Every state funds its higher education construction projects differently. In Michigan, the state will pay up to 75% of campus construction costs for a qualifying building at a public university. The state will pay up to 50% of the construction costs for a qualifying building on the campus of a public community college.
Each year, the state prioritizes construction requests from the various colleges and universities. Part of that process is determining the percentage of a project that qualifies for state funding.
Either WCC happens to be very bad at proposing projects that qualify for state funding, or the administration and Trustees simply don’t care. There are certain campus construction projects that the State won’t pay for. A building has to have academic value or directly serve student needs to qualify for funding. The farther off the mark a building is, the less money it gets. So, buildings like the Morris Lawrence Building and the Health and Fitness Center don’t get state funding at all.

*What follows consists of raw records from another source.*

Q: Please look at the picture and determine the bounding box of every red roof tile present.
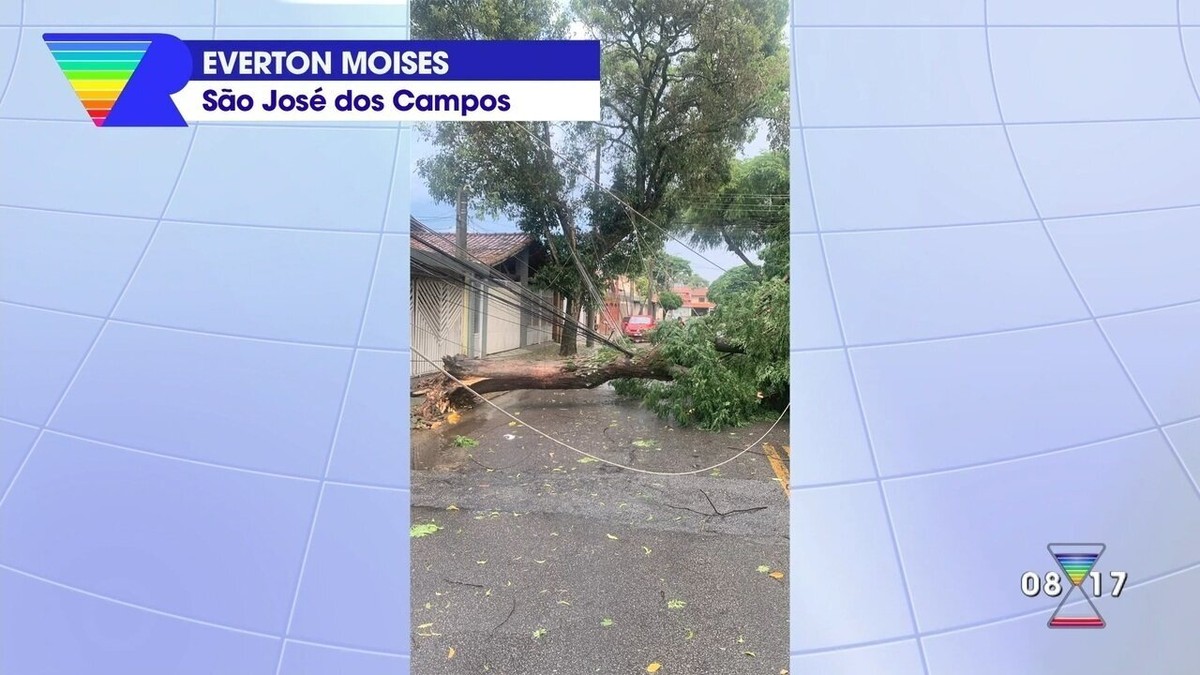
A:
[409,219,534,267]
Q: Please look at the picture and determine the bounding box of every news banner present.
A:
[43,34,600,126]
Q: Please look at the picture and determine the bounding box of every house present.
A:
[409,219,557,377]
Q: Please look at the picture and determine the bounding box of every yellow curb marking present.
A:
[762,443,792,500]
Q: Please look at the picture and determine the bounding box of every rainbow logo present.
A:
[1054,554,1100,586]
[1046,544,1105,628]
[46,36,150,126]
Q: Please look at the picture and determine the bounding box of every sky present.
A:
[409,127,767,282]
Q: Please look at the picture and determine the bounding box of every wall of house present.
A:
[408,275,466,376]
[487,282,521,354]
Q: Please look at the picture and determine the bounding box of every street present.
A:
[412,387,790,675]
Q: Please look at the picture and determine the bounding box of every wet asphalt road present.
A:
[412,388,788,675]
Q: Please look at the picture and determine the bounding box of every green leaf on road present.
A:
[408,522,442,538]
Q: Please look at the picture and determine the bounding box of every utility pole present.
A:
[455,185,475,358]
[586,136,597,347]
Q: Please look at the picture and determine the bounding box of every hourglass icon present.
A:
[1046,544,1104,628]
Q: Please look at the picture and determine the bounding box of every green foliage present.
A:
[686,151,791,265]
[410,0,569,40]
[708,265,758,305]
[659,291,683,312]
[613,186,790,430]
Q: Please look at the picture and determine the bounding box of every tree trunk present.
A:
[558,297,580,357]
[413,350,686,420]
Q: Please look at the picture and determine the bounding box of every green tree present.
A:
[685,151,791,274]
[659,291,683,312]
[409,0,569,40]
[414,0,787,356]
[708,265,758,305]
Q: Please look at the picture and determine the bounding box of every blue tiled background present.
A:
[791,0,1200,675]
[0,0,410,675]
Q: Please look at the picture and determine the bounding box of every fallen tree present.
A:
[413,348,688,422]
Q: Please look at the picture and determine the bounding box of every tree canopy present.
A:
[413,0,787,356]
[413,0,788,429]
[685,151,791,274]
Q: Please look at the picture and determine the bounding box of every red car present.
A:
[620,316,655,341]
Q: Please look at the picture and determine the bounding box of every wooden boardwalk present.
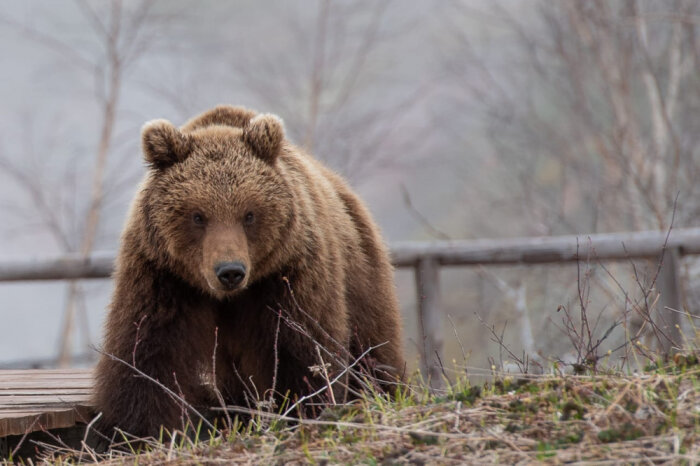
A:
[0,369,94,438]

WCC campus construction doesn’t qualify for state funds
A building like the TI Building would qualify for the full 50%, provided that the building didn’t suffer from undone maintenance. That’s the other big thing the State won’t pay for. If a community college wants to (or has to) remediate neglect during a capital project, the State will not fund any portion of the neglect work. So, for example, if the State determines that neglect accounts for 20% of a project’s cost, the State will deduct that 20% from the project’s eligible expenses. The community college has to pay the full 20% of the neglect cost in addition to half of the project cost and any non-qualifying construction.
In the case of the Morris Lawrence rehab, WCC estimated that 90% of the cost of the project was to remediate undone/neglected maintenance. Right off the top, 90% of the project costs would not have qualified for money from the state. Because of the nature of the building, the rest of the project would not have qualified for State funding.

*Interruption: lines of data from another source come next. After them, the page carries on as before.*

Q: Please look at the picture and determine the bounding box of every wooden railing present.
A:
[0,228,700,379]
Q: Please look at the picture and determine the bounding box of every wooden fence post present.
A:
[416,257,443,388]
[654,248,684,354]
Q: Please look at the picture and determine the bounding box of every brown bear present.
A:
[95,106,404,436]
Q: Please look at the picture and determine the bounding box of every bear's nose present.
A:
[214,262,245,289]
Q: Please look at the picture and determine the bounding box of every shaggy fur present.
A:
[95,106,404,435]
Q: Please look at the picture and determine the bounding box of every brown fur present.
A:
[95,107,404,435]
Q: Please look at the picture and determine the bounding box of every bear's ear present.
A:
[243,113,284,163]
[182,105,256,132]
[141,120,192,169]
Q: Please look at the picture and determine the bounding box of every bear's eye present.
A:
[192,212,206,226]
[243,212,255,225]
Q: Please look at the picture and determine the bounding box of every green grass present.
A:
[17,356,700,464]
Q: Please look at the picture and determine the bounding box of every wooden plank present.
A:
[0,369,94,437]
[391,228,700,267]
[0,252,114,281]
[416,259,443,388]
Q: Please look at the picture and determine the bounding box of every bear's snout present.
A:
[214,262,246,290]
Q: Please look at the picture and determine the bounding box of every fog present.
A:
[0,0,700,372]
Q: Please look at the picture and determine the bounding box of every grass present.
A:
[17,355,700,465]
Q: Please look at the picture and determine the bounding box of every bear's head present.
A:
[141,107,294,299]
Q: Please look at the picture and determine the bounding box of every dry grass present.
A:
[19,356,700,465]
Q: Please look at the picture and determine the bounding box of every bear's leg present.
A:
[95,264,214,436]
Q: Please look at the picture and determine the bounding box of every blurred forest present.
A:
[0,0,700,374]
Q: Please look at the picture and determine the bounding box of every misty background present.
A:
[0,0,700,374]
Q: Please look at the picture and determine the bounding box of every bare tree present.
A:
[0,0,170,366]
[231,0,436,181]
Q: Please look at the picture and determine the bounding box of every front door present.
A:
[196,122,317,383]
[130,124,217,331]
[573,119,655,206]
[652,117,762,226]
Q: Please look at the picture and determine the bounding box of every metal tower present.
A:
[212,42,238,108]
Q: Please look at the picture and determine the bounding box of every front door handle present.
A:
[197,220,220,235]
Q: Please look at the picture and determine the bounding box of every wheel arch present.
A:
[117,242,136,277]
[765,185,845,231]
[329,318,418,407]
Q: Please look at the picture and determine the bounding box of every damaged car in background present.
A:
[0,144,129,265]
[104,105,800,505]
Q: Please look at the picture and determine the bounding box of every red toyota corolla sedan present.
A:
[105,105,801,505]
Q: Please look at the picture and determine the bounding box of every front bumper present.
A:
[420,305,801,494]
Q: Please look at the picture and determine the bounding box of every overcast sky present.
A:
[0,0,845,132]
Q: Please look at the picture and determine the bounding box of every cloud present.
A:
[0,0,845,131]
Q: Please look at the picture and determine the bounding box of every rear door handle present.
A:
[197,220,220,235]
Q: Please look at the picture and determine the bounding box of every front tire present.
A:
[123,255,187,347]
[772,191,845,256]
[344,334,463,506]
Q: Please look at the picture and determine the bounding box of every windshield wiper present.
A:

In the case of the Health and Fitness Center, no portion of the building qualified for state funding because it had no academic or otherwise student-serving purpose. In both cases, the Washtenaw County taxpayers and WCC students got to foot the bill for these “unqualified” campus construction projects.
The “Advanced Transportation Center” qualified for only a 25% match because the building has so little academic value.
No questions means no needs for answers
Failure to maintain buildings and failure to propose buildings that qualify for state funding place the majority of the cost burden on the taxpayers and the students. The question is, “Why is the WCC administration so disrespectful to the taxpayers and the students that it will unnecessarily raise the cost of a construction project? Not just once or twice, but for every single project. Why is it so hard for a community college to build buildings that have academic value or that focus on student needs?
The Trustees have not raised any questions about this. More tellingly, they have not raised any significant objections. (Trustee Ruth Hatcher voted against the funding for the Advanced Transportation Center. That building is so far removed from academics that it doesn’t even have any faculty offices.
So, when the cost of tuition rises extraordinarily – as it did after the Great Lakes and Health and Fitness Center buildings were built – it’s likely because WCC is constructing buildings that don’t qualify for state funding.
And apparently, the Trustees don’t believe in maximizing state revenue to the college. Since we’re in a rich community, we have the resources to pay for all the health clubs, hotels, and events buildings the WCC administration wants.
(Even when it means devoting less money to instruction and program development.)